Parallèlement, la rivalité entre  Dr Nico et Franco Luambo, autre géant de la musique congolaise, marque les années 1960 et 1970. Chacun des deux guitaristes propose une école de jeu distincte : tandis que Franco valorise le sébène, une longue improvisation qui met en avant les riffs du guitariste, Dr Nico se distingue par sa capacité à intégrer dans son jeu des éléments de la cithare et du likembé, créant ainsi une sonorité envoûtante et unique.

Le règne de l’African Fiesta sukisa

Dans les années 1970, l’African Fiesta Sukisa connaît un immense succès. En plus d’explorer le mutuashi, le groupe propose une section rythmique solide avec des musiciens talentueux comme le batteur Georges Armand et le bassiste Luningu.Des morceaux comme « Ngalula », « Marie Pauline », « Bougie ya motema » et « Bolingo ya sens unique » deviennent des classiques, faisant vibrer les mélomanes des deux Congo.

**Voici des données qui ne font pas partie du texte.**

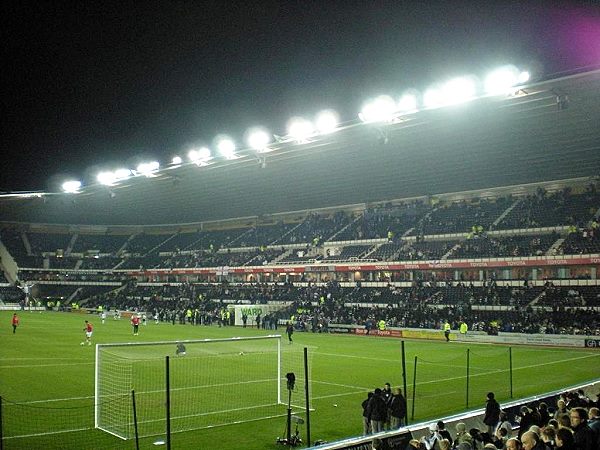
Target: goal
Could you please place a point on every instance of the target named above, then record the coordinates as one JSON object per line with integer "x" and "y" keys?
{"x": 217, "y": 382}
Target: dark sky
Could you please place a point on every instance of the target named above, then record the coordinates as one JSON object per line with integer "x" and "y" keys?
{"x": 95, "y": 84}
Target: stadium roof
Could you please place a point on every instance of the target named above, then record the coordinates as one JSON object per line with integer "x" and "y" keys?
{"x": 548, "y": 131}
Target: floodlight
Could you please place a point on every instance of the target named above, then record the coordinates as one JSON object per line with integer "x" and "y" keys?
{"x": 433, "y": 98}
{"x": 458, "y": 90}
{"x": 199, "y": 156}
{"x": 327, "y": 121}
{"x": 106, "y": 178}
{"x": 122, "y": 174}
{"x": 71, "y": 186}
{"x": 523, "y": 77}
{"x": 148, "y": 169}
{"x": 380, "y": 109}
{"x": 300, "y": 129}
{"x": 258, "y": 139}
{"x": 226, "y": 147}
{"x": 407, "y": 103}
{"x": 502, "y": 80}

Cependant, dans les années 1980, avec l’émergence de la jeune génération adepte du soukouss, Dr Nico peine à retrouver le même succès. En 1984, il sort cependant l’album « Dieu de la Guitare (N°1) – Mikalay », suivi d’une tournée aux États-Unis avec l’orchestre Les Redoutables d’Abeti Masikini, qui donnera naissance à son ultime opus, « Aux U.S.A », un album mêlant rumba congolaise et soukouss.

Un héritage immortel

Atteint par la maladie, Dr Nico est transporté en urgence à Bruxelles, où il meurt le 22 septembre 1985.Bien que sa carrière ait été interrompue prématurément, son influence sur la musique congolaise et africaine est incommensurable. Son style de jeu, sa virtuosité et son apport à la rumba et au soukouss continuent d’inspirer des générations de musiciens.

Aujourd’hui encore, les riffs de Dr Nico résonnent dans les cœurs des amoureux de la guitare. Il n’était pas seulement un musicien exceptionnel, il était un docteur des âmes, soignant et faisant danser grâce à la magie de ses cordes.